Money Rules

Pursuit and misfortune

The legend on the engraving Gellt Zeucht die Weltt, below, sums up the message of the exhibition Coin and Conscience: Popular Views of Money, Credit and Speculation at the Harvard Business School’s Baker Library. In German and Latin, it may be translated thus: “The world is led and ruled by money: money blinds great men in the world. Everyone pursues it: yet misfortune holds many back.”

The exhibition samples the library’s Bleichroeder Collection of more than a thousand prints depicting stock exchanges, speculators, usurers, and other money matters. Thirty images are on view in the library’s lobby through May 22, and 70 may be examined—closely, with zoom technology—in a virtual exhibition produced by Outreach Program leader Karen Bailey and mounted indefinitely at www.library.-hbs.edu/-hc/cc. Those 70 are featured in an on-line exhibition catalog by Ruth Rogers, special collections librarian at Wellesley College. She writes: “Through three centuries and six countries, from admonishing biblical allegory to scathing political cartoon, the images shown here resound with the same message: where there is money, there is power, vice, corruption, and misfortune.”

Photographs courtesy of Baker Library, Harvard Business School

Above: Gellt Zeucht die Weltt. Mundum Trahit Pecunia, engraved, designed, and published by Mathias Greuter, Strasbourg?, 1589. The World is borne on a chariot whose wheels are gold coins. Two noblemen blinded by money walk alongside. Poverty, standing on the Wheel of Fortune, holds back the lower orders. A “money devil” cracks the whip.

Above: Midas, Transmuting All into Gold Paper, etching by James Gillray, London, March 9, 1797. Prime minister William Pitt spews paper money out of his mouth while gold coins are safely hidden in his stomach. When the Bank of England announced a gold shortage, owing to loans it had made to finance a war with France, Pitt implemented the issue of paper money. But rumor had it that the bank’s coin was being held in reserve to send to the Continent to support the war.

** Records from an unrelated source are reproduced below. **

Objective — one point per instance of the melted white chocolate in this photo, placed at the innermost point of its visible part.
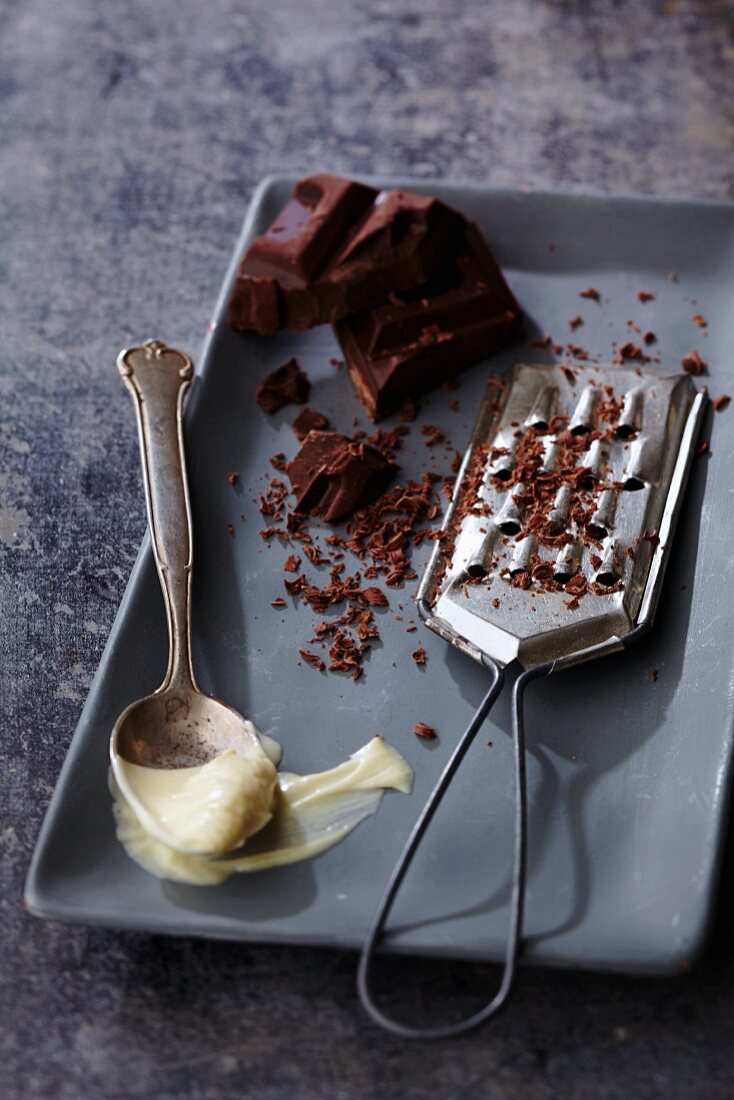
(208, 810)
(308, 814)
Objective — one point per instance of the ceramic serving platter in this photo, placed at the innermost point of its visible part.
(628, 757)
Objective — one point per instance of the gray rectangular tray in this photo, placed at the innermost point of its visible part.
(627, 776)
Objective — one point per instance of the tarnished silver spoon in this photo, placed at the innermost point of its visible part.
(177, 726)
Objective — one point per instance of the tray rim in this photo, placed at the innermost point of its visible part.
(37, 902)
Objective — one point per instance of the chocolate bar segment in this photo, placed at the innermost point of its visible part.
(338, 248)
(284, 386)
(332, 475)
(417, 339)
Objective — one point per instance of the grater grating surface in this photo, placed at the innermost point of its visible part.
(562, 514)
(552, 552)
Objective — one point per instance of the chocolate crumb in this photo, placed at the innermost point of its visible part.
(313, 659)
(693, 364)
(374, 596)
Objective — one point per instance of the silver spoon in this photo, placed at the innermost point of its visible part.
(177, 726)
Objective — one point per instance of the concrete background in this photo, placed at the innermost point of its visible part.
(133, 136)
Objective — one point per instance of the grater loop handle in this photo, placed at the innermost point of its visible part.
(519, 862)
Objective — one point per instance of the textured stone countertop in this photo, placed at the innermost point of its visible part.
(134, 134)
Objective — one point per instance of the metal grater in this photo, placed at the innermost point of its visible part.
(633, 433)
(552, 552)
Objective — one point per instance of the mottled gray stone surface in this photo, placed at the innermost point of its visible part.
(134, 133)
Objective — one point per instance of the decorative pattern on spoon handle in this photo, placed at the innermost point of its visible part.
(157, 377)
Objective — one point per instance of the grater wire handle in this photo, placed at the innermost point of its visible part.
(519, 864)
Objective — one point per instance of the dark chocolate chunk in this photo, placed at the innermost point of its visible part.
(337, 248)
(332, 475)
(284, 386)
(308, 420)
(419, 338)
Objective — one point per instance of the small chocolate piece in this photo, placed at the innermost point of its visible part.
(283, 386)
(693, 364)
(419, 338)
(308, 420)
(337, 248)
(332, 475)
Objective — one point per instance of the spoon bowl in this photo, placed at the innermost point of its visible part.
(179, 729)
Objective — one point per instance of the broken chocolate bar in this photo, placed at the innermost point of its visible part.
(332, 475)
(286, 385)
(309, 420)
(419, 338)
(338, 246)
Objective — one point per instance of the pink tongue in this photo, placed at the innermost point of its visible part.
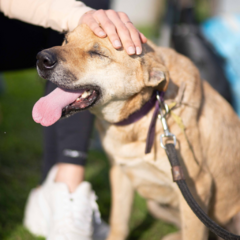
(48, 110)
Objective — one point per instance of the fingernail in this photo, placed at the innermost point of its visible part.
(102, 34)
(131, 50)
(139, 51)
(117, 43)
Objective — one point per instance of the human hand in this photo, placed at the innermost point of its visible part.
(118, 27)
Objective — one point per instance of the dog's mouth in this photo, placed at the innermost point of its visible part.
(64, 103)
(87, 98)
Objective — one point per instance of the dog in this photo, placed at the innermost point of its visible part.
(93, 75)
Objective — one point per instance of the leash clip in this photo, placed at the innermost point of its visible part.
(163, 111)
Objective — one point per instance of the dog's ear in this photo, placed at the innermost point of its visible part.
(158, 78)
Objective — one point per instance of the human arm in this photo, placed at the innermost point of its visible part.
(65, 15)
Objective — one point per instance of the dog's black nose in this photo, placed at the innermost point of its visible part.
(46, 60)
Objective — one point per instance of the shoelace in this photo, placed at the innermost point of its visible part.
(94, 205)
(76, 213)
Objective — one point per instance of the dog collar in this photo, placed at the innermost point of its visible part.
(145, 109)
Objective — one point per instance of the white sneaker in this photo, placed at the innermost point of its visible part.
(55, 213)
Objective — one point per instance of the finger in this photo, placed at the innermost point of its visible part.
(93, 24)
(122, 31)
(108, 26)
(135, 37)
(133, 32)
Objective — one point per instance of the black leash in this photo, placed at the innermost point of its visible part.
(178, 177)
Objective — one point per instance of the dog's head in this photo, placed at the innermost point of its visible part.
(109, 81)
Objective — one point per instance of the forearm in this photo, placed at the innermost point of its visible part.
(60, 15)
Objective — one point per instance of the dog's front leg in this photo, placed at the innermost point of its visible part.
(192, 227)
(122, 197)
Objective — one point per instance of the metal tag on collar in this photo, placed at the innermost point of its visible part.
(163, 111)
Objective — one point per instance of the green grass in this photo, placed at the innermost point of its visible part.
(20, 164)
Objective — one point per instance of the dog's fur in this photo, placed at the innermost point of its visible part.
(126, 82)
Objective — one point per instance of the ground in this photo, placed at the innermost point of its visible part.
(20, 164)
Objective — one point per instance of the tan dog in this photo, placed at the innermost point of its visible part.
(115, 85)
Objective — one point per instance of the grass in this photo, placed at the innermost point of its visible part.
(20, 164)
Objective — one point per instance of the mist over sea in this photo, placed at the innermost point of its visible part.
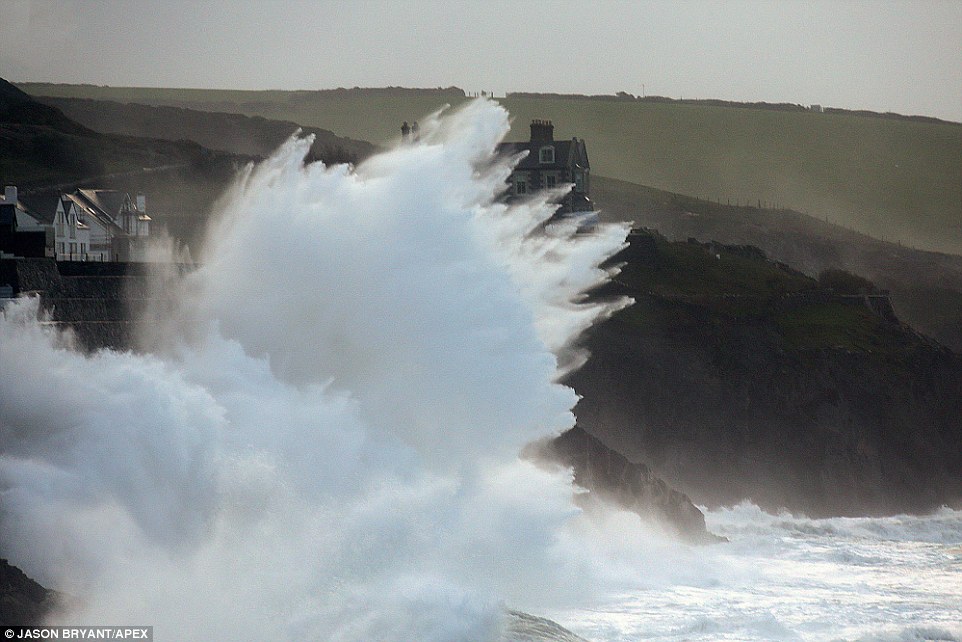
(320, 440)
(785, 577)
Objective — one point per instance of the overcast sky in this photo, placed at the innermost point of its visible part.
(881, 55)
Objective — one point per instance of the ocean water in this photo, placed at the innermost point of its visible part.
(785, 577)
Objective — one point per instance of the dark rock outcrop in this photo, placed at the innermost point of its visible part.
(23, 602)
(94, 300)
(610, 478)
(826, 407)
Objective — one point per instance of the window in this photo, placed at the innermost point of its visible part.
(579, 181)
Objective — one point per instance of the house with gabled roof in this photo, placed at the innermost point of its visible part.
(88, 224)
(547, 163)
(119, 225)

Above: Ni l’Un ni l’Autre, etching by Friedrich Fleischmann, after Jenny Berger, Nürnberg, early nineteenth century. One tempter offers money, the other, jewels.

Above: Le Grand Diable d’Argent Patron de la Finance, hand-colored etching, artist unknown, France, early nineteenth century. People of all trades pursue the flying money devil. Many thematically similar prints were published during a period of 150 years. Some had verses to be sung to popular tunes.